GNC Tonalin CLA- One Each Meal (3 total)
GNC Chitosan- 2 with Breakfast
GNC L-carnitine 500- 2 pills before workout
GNC Triple Strength Fish oil- 1 pill with lunch and one with dinner
GNC Amplified Creatine 189- 2 pills each day
GNC Ultra Chromium Picolinate 800- 1 ever 12 hours
ON 100% Instantized Whey Gold Standard powder (twice a day)
Wheybolic Extreme 60- After workout

I would like to be in the 220-230lb range with muscles.


----------



## Built (Apr 26, 2008)

CoachFlournoy said:


> I am 28 former 2 sport high school all-American. In my prime I was 6'3 220lbs and very low body fat. I then got married and started coaching and blew up to 294. In January I quit soda, started exercising and counting points (weight watchers) I am now down to about 250lbs. I have now started lifting weights again and I really enjoy it. My body is beginning to look pretty good except for my stomach. I was given the following advice from GNC (put aside the place please). I am not worried about the money I just need advice on the products.

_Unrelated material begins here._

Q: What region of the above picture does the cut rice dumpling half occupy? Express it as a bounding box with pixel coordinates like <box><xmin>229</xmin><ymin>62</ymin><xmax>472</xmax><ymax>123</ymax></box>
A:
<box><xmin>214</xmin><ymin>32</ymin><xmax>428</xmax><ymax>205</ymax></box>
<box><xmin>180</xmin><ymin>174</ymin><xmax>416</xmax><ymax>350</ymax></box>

Hey - props on the weight loss!
Some more information you may find more helpful than WW (because you're an athlete) is on my blog if you're interested. Start reading at the top.

Now, the supps.


GNC Tonalin CLA- One Each Meal (3 total)** waste of money. Good for you, but not the bang for buck you'd hope for. Not even close. 
GNC Chitosan- 2 with Breakfast** completely useless. 
GNC L-carnitine 500- 2 pills before workout** completely useless
GNC Triple Strength Fish oil- 1 pill with lunch and one with dinner** very good supp. I take more than this though - 10g fish oil will give you 3g combined EPA/DHA, which is safe without a doctor's supervision according to the extremely conservative AHA - so that's what I take. Trickle them in with meals. 
GNC Amplified Creatine 189- 2 pills each day** nope. Just get creatine monohydrate powder, unflavoured. Cheap, safe, effective.
GNC Ultra Chromium Picolinate 800- 1 ever 12 hours** useless. l
ON 100% Instantized Whey Gold Standard powder (twice a day)** tge chocolate is tasty, and is an easy source of extra protein and calories if you need help getting in more food than you are currently eating. If not, don't bother. Personally, while cutting I prefer to chew what little food I get to consume. 
Wheybolic Extreme 60- After workout**There is NO point whatsoever in having more than one protein powder. Just get the ON and some dextrose at your local u-brew or winemaking supply store. A huge tub of it is about five bucks and you can do a scoop of powder (usually around 20-25g protein) with a scoop of dextrose (which weighs about double, or about 40-50g) for your post-workout shakes. Toss your cheap, unflavoured creatine monohydrate into that. One teaspoon. On non-workout days, just knock back a teaspoon of creatine in the AM with whatever other supps you take in the AM. I just put it in my mouth dry, and knock back the water. No need to load with creatine by the way.


----------



## CoachFlournoy (Apr 26, 2008)

Thanks for the info. I left one off

GNC Cut 25 twice a day.

Which article on your blog?


----------



## Built (Apr 26, 2008)

Start at the top and work your way down. First one is a very overview. Second one is more detailed on diet, then there's a basic lifting split... 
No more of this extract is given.